Gewone pad

Herkenning
De gewone pad is een middelgrote tot grote pad met oranje ogen en een horizontale pupil. Het lichaam is variabel van kleur op de rug (van grijsbruin tot geelbruin of roodbruin) en de buik is wittig met een gemarmerde tekening. Mannetjes zijn kleiner dan vrouwtjes en hebben dikkere voorpoten (om zich mee aan vrouwtjes vast te klemmen in de paartijd). De gewone pad kan in Nederland tot 11 cm groot worden, in Zuid-Europa tot wel 15 cm.

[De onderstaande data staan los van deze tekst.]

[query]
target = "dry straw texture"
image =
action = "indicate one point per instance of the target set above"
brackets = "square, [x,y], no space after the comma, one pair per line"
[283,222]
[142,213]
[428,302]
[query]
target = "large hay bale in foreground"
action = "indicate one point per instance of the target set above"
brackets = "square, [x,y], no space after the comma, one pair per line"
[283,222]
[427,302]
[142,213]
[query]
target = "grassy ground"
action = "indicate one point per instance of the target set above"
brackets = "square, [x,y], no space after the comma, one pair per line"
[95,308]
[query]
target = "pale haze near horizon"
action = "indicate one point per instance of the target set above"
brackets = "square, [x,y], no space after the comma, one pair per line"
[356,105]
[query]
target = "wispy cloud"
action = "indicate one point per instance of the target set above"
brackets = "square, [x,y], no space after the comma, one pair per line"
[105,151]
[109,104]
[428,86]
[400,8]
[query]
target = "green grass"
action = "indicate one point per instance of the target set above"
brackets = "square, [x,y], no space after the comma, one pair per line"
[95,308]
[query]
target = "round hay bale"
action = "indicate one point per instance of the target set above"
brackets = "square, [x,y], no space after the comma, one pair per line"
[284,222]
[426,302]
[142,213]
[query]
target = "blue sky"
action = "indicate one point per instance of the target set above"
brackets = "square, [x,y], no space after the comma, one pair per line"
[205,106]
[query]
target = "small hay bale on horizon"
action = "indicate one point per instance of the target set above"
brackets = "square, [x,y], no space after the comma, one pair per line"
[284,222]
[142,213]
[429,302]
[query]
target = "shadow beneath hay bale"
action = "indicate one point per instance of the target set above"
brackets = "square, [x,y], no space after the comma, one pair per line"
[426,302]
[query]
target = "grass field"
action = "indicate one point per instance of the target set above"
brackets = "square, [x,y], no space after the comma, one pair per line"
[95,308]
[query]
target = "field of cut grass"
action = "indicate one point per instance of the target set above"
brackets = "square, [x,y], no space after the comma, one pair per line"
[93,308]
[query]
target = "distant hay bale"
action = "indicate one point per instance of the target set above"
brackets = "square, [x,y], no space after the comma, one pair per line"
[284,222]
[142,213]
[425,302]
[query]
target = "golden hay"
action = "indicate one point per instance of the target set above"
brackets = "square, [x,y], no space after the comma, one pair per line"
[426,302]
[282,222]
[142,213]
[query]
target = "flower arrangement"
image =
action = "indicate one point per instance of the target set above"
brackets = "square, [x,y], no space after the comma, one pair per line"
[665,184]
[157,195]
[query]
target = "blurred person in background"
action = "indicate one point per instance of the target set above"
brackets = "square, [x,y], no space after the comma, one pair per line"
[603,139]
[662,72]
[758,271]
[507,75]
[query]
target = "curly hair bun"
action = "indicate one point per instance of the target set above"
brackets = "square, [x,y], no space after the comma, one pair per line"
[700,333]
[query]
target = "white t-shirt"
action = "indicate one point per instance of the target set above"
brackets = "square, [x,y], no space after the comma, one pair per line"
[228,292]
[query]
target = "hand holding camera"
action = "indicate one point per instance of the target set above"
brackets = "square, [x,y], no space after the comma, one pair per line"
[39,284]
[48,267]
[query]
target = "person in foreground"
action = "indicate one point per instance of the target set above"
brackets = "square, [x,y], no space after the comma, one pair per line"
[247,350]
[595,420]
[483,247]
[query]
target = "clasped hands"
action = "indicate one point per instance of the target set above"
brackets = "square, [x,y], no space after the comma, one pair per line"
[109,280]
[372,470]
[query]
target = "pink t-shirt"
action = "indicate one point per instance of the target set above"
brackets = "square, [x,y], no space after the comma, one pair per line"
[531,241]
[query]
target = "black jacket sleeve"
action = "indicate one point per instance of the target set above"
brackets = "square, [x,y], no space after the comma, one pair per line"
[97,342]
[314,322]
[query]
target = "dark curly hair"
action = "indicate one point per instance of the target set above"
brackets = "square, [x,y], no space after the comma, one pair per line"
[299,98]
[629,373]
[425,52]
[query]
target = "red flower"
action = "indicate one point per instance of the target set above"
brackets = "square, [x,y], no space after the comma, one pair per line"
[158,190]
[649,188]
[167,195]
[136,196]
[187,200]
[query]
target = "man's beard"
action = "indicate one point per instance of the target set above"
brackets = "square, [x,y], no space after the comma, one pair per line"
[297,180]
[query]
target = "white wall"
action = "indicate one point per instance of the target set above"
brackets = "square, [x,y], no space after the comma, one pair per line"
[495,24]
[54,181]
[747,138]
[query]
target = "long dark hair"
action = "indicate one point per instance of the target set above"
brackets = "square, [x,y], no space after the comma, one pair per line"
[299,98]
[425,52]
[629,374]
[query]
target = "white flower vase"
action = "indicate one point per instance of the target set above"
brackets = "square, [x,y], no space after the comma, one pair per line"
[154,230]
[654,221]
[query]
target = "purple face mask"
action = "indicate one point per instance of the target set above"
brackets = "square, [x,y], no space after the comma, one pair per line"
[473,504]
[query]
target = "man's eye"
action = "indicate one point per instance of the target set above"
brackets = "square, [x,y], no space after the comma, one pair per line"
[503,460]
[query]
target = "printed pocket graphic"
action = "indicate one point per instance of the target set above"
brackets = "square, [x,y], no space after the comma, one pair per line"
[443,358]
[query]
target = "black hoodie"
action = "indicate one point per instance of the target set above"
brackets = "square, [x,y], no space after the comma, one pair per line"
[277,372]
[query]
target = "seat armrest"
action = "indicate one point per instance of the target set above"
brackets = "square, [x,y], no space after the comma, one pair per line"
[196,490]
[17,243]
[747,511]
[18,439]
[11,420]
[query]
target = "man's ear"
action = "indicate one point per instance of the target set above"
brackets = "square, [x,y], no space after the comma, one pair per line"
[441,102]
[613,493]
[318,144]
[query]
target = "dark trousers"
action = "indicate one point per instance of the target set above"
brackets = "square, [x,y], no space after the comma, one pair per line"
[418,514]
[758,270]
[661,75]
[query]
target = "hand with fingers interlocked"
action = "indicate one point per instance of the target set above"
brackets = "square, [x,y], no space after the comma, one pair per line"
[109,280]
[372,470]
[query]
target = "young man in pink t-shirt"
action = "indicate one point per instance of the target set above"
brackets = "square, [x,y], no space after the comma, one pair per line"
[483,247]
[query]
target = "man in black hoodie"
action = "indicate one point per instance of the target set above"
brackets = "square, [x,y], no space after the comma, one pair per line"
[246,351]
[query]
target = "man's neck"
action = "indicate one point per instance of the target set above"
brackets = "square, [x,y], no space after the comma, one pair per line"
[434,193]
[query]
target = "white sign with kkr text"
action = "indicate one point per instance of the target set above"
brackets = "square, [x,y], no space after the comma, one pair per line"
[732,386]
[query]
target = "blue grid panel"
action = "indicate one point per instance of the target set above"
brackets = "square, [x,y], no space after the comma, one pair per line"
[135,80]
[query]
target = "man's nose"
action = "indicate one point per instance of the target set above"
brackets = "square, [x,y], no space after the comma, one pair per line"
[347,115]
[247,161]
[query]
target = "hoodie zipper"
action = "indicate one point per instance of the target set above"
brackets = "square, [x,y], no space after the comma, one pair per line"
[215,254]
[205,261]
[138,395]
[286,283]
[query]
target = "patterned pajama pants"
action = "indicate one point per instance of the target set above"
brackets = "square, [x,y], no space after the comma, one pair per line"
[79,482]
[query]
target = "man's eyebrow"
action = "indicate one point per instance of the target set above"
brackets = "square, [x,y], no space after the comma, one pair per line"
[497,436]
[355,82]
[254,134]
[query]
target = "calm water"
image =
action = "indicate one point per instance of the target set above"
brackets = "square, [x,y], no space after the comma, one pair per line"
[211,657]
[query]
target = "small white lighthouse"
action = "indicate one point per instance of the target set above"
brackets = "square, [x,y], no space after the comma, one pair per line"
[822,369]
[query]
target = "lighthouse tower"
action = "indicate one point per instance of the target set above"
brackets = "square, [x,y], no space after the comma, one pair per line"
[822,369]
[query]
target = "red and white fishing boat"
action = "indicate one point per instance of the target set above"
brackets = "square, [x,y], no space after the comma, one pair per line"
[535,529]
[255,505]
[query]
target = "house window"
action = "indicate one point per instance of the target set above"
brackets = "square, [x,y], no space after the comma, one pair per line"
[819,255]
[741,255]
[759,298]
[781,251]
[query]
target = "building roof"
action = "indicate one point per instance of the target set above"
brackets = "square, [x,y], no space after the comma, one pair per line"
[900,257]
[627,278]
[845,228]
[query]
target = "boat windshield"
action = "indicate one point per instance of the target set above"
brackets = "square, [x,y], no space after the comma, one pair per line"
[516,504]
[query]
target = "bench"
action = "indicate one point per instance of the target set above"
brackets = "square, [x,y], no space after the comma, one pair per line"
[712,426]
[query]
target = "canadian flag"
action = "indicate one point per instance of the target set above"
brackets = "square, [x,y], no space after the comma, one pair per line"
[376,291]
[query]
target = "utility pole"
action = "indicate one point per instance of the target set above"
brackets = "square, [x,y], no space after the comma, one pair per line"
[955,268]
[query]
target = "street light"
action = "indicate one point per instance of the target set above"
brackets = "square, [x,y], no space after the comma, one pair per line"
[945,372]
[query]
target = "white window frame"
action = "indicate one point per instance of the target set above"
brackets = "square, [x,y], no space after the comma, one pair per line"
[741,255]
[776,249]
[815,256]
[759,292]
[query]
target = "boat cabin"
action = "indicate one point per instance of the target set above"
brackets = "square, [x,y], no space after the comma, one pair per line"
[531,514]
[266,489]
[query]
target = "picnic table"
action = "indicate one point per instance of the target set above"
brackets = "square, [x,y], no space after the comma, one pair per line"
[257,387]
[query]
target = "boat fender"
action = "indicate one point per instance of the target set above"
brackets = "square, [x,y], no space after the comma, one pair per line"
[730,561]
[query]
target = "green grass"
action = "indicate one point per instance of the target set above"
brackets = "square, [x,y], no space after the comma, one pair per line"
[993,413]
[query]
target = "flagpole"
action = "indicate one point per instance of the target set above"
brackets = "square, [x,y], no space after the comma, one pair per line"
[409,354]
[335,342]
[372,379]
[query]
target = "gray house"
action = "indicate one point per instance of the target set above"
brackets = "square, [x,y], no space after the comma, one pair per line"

De roep is een vrij monotoon geluid en laat zich omschrijven als een zacht en hoog trillend piepje: ‘orrrt….orrt…orrt’.

Roep:

Gewone pad Bufo bufo Jelger Herder

Voortplanting
Gewone padden trekken massaal naar de voortplantingswateren, waarbij veel verkeersslachtoffers kunnen vallen. Op veel plaatsen worden de padden door vrijwilligers geholpen met oversteken. Deze voorjaarstek kan in warme lentes en bij een hoge luchtvochtigheid al in de tweede helft van februari beginnen. Bij wisselende temperaturen kan de trek weer stilvallen of schokkend verlopen. De piek valt in maart en april. De gewone padden leggen hun eieren in snoeren, deze worden gewikkeld rond takken of water- en oeverplanten. Een eisnoer bevat 2.000 tot 6.000 eieren. De larven zijn volledig zwart en leven aanvankelijk in dichte scholen, later solitair (zie Herkenningskaart amfibieënlarven). Van mei tot uiterlijk begin juli kunnen de zeer kleine, nog zwarte, net gemetamorfoseerde jongen ook massaal aan land kruipen (“paddenregen”). Overwintering van larven, komt voor zover bekend, niet voor .

Levenswijze
De gewone pad komt in vele habitats voor en heeft een voorkeur voor kleinschalig, gevarieerd landschap. Ze schuwen de mens niet en komen voor in tuinen, parken en ruderale terreintjes. De soort ontbreekt alleen op plaatsen waar geen voortplantingswateren voorhanden zijn, in geheel open landschap en in wateren met een te hoog zoutgehalte. Gewone padden zijn als één van de weinige amfibieën in Nederland goed bestand tegen hoge dichtheden vis. Zowel larven als adulten scheiden gifstoffen af via de huid, waardoor ze door vijanden vaak gemeden worden. Larven van de gewone pad kunnen samen scholen aan het wateroppervlakte. Padden kunnen heel oud worden (waarneming van dan 30 jaar), maar in de natuur worden ze meestal niet ouder dan 10 jaar.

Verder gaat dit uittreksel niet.